We’ve all been looking at the Yamal (Steve Mosher named)treemometer ring width data. Yamal is a tree ring series with a huge hockey stick blade used in and likely to be highly influential in a lot of serious studies which demonstrate the unprecedentedness of recent temperatures. When Steve McIntyre replaced 12 of the hockey stick creating proxies (the dirty dozen) with equally valid schweingruber proxies the blade of the hockey stick disappears along with the unprecedentedness. Of course the boys at “Real” Climate made a big stink about it but notably missed any specific criticism of the methods or data chosen. However, in this post I looked at the methods of RCS standardization and the effects it has on the series.

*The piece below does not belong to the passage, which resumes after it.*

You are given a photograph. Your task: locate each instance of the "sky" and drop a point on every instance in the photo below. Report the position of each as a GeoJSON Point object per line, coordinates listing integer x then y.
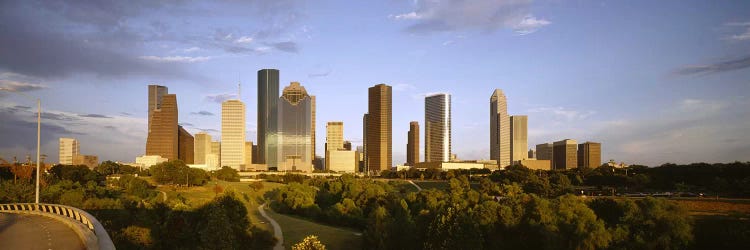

RCS is a method for correcting the ring widths of trees based on the age. For instance, we would expect that a young tree would have thicker rings at its core. As it grew thinner rings would form with diameter and eventually the diameter would become basically a non-factor. So dendro guys figure that they should fit an exponential decay function to tree rings and that will give a basic correction factor for total width.
The function is of the form
correction = A + B * e ^ -(C * age)
Don’t worry too much if that’s not a familiar equation to you, you’ll figure it out either way. I’m sure it is to many of my readers though. This equation is fit to 100% of the data simultaneously in Yamal. The assumption is:
1 – All the trees in the same conditions grow at the same rates.
2 – Fitting the equation to all trees together will average out over all the variable climates and despite different conditions, we can achieve a similar result to #1.
There is a problem with these assumptions which occurs at the endpoints of dendroclimatology reconstructions in that the most recent trees are still alive and therefore on average going to have a skewed age – either younger because they are equal and haven’t died or older (as is the case here) because trees that are long lived are easier to find than partially fossilized mud bound trees.
What it means is that the assumption fails for trees existing in vastly different conditions.
Now what I wanted to see was first, what is the correction factor per year used and second how different is the correction factor when fit to the dirty dozen. After all, tree age, location, group and other conditions affect trees dramatically. So my question was – If we had only the 12 Yamal trees, how would the correction factor look.

Figure 1 - Correction factors
The dozen trees fit to the same function have a very different result when run alone – these trees are different! Now climatology in general may be tempted to call this plot bunk because these trees are chosen in a timeframe where we should see hockey stick temperatures and we have too few samples. However, I would remind climatology that these were the same 12 trees used to create the MASSIVE blade on a 200 plus core study.